This project aims to simulate RNA-seq data with specific differential expression patterns using the polyester
R package. The simulation process involves extracting gene sets from a JSON file, mapping these genes to their indices in a reference genome FASTA file, and then using these mappings to simulate RNA-seq data with defined fold changes.
.
├── data
│ ├── c2.cp.kegg_medicus.v2023.2.Hs.json
│ └── genome
│ └── gencode.v38.transcripts.fa
├── doc
│ └── environment.yml
├── indexed_gset.ipynb
├── License
├── output
│ └── gene_sets_with_indices.tsv
├── README.md
├── scripts
│ ├── rnaseq_simulation.R
│ ├── submit_simulation_EXAMPLE.sh
│ └── submit_simulation.sh
└── simulate_RNAseq.Rmd
- Python 3.x
- Conda
- R with the following packages:
- dplyr
- polyester
- Biostrings
- Python 3.x
- Conda
Create the Conda environment using the environment.yml
file:
conda env create -f environment.yml
In R session:
BiocManager::install("polyester")
Use the Jupyter notebook indexed_gset.ipynb
to:
- Define file paths and target gene sets.
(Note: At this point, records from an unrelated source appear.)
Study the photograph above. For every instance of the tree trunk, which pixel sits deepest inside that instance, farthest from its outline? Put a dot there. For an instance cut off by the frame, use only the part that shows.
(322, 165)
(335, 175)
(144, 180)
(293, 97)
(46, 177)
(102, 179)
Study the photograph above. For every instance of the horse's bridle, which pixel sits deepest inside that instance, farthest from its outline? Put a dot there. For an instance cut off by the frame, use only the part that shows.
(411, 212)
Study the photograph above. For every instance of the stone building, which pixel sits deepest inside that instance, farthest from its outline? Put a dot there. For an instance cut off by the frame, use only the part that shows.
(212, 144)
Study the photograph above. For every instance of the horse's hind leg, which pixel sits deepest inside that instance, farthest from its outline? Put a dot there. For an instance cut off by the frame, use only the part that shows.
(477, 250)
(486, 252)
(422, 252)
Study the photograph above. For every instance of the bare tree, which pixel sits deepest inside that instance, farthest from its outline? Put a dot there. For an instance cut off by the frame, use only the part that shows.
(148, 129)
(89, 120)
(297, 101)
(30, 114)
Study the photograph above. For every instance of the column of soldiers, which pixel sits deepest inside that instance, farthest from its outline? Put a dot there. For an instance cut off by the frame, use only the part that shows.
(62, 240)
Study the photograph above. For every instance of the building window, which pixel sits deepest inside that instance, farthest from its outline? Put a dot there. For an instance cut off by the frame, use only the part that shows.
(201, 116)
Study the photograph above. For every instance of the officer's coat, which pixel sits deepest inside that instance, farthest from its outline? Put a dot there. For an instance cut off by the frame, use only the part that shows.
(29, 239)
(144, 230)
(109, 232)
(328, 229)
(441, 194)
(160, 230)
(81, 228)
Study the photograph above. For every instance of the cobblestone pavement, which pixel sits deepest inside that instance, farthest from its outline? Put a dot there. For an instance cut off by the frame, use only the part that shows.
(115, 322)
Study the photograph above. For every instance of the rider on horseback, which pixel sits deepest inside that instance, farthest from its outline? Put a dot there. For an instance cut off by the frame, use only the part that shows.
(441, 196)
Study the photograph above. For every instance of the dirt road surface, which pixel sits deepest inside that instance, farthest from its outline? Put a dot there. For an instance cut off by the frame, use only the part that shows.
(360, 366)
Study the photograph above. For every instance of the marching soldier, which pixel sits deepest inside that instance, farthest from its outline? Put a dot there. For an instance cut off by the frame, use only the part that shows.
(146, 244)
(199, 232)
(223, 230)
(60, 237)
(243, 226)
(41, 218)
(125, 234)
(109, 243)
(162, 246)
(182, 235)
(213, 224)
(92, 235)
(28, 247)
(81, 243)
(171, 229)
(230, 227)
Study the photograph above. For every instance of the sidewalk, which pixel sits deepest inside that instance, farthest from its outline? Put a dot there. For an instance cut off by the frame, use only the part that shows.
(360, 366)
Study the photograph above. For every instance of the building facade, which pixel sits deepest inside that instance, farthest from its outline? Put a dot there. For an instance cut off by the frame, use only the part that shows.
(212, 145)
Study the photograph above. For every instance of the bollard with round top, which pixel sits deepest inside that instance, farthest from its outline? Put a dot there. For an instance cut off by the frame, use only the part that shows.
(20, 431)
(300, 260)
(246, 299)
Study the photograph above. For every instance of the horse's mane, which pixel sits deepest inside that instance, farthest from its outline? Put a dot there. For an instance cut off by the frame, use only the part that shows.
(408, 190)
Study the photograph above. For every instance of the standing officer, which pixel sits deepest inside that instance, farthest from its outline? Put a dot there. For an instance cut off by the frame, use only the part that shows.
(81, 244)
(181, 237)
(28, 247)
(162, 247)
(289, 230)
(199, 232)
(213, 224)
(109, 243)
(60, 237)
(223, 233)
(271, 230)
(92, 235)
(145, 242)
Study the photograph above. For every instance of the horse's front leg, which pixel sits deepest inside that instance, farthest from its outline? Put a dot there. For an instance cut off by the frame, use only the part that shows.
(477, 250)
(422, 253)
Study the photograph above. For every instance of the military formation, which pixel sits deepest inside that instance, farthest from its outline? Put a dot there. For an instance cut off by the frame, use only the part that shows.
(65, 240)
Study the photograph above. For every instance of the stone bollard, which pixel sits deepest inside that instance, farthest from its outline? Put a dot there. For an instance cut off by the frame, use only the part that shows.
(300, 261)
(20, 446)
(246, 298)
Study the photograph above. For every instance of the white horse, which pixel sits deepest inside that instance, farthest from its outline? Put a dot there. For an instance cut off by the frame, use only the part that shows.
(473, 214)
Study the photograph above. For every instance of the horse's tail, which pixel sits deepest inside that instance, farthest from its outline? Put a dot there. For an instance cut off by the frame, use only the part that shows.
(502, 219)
- Extract gene names from the JSON file.
- Map gene names to their first occurrence index in the FASTA file.
- Output a TSV file with the gene set, target gene, and index.
Use rnaseq_simulation.Rmd
or the R script rnaseq_simulation.R
in the scripts
directory to:
- Read the TSV file with gene sets and indices.
- Define fold change values for each gene set.
- Create a table with fold change values for each gene.
- Load the FASTA sequences.
- Create a fold changes matrix.
- Simulate the RNA-seq experiment with specified replicates and fold changes.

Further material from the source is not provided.